Mrs. Staunton summoned Mary's father and told him that the girls had been dancing and suggested that he have a service with the entire faculty and the students. When he came home he asked Mary about the episode. "I answered - We had a royal time!" At chapel, Rev. Cox rose and asked the young ladies involved in the incident to stand. The first one to stand was his daughter, Mary, "and he laughed at me!" Then all the girls stood up and father could hardly keep his face straight. Young ladies, you know you were breaking the rules. That was very wrong to do. I am sorry you did it. I do not know all your names and I am very sorry to have to ask you to stand up in such a way as this. I beg you never again to do it deliberately what you know will do damage. Now you may all sit down."

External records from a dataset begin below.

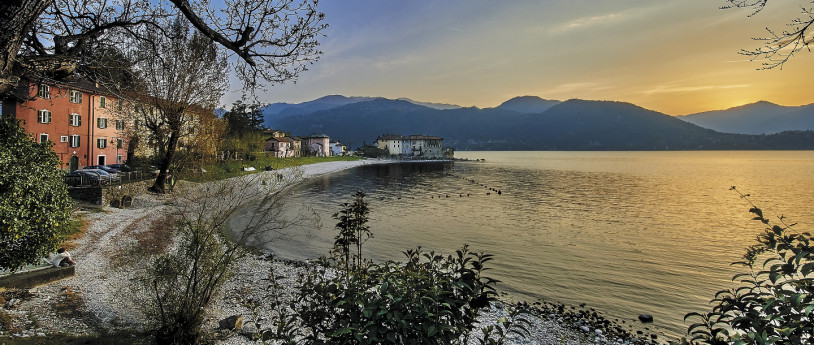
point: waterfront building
(412, 145)
(85, 122)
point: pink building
(84, 122)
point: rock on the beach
(232, 323)
(646, 318)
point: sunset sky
(673, 56)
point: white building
(412, 145)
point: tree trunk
(16, 19)
(161, 181)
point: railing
(96, 179)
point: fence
(92, 178)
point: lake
(625, 232)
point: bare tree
(780, 46)
(272, 40)
(180, 77)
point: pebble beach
(100, 293)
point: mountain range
(756, 118)
(532, 123)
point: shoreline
(102, 281)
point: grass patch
(7, 323)
(150, 242)
(78, 226)
(228, 169)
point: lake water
(625, 232)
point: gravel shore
(97, 299)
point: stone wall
(116, 196)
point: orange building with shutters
(86, 124)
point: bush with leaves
(180, 285)
(429, 299)
(774, 304)
(34, 202)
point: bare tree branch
(780, 46)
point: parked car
(82, 178)
(106, 168)
(106, 177)
(121, 167)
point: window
(75, 120)
(74, 141)
(76, 96)
(44, 116)
(44, 91)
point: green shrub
(774, 303)
(34, 202)
(429, 299)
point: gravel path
(98, 299)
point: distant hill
(569, 125)
(756, 118)
(528, 104)
(439, 106)
(275, 111)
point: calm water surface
(624, 232)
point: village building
(318, 145)
(412, 145)
(280, 147)
(338, 149)
(85, 122)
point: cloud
(584, 22)
(673, 89)
(568, 88)
(385, 63)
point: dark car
(106, 168)
(121, 167)
(82, 178)
(106, 177)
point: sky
(674, 56)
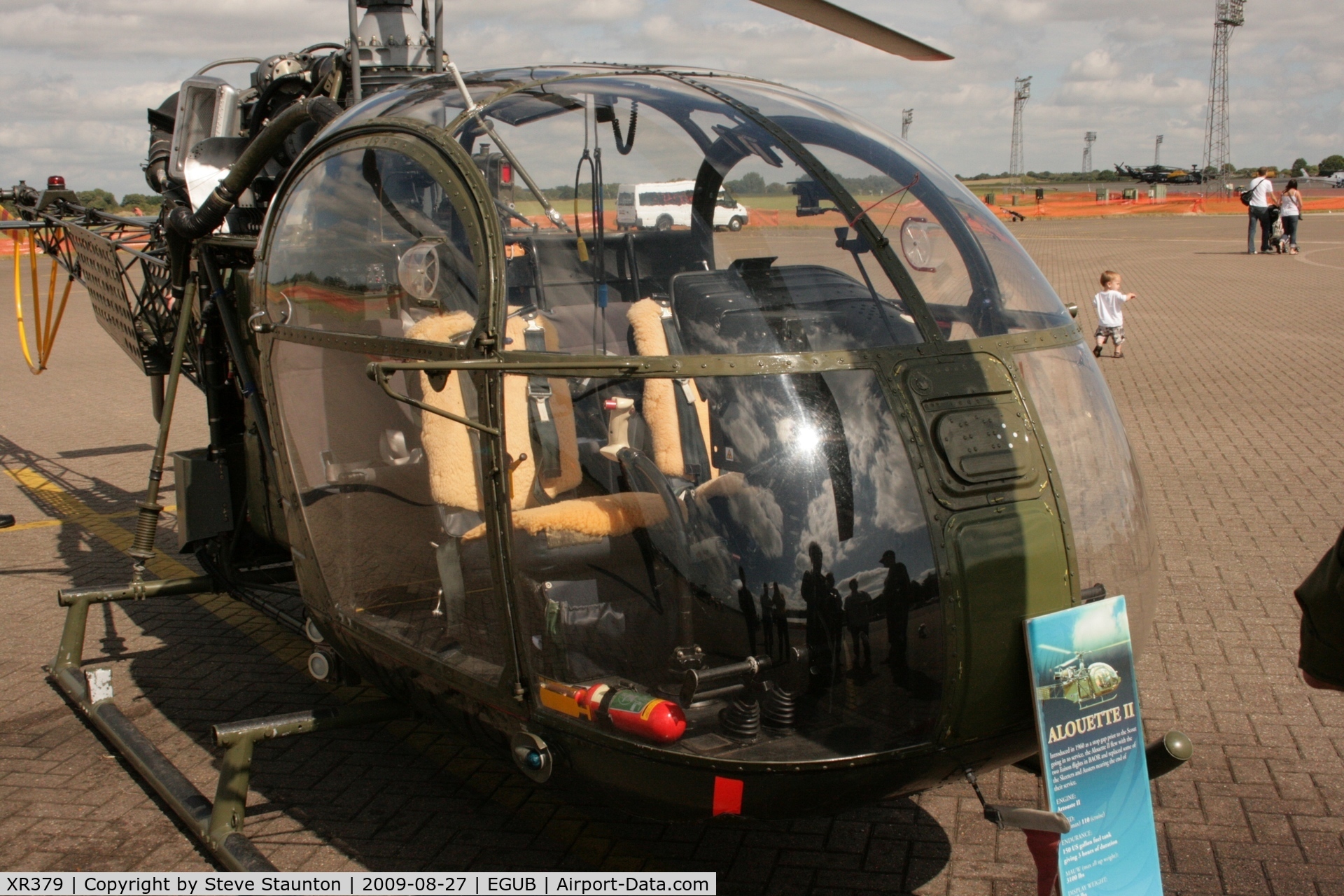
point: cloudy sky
(76, 76)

And apparently that was all there was to it. Mary noticed that "Mrs. Staunton did not look very well pleased." Mary's mother died in 1865 and her father resigned his post at Ingham.
Mary never graduated from Ingham, and in 1866, married the son of the Bartows, who had sold her father their house. Her husband's name was Perit Lathrop Bartow. His mother was the son of Joshua and Rebecca Lathrop. Joshua Lathrop was the first mayor of Le Roy and had succeeded Jacob LeRoy as the land agent of the Triangle Tract. Perit had grown up in LeRoy House.
Mary and Perit were married in New York City and in 1871 they had a baby boy, Frank, who tragically died fifteen months later. They never had any more children. Mary died in 1923.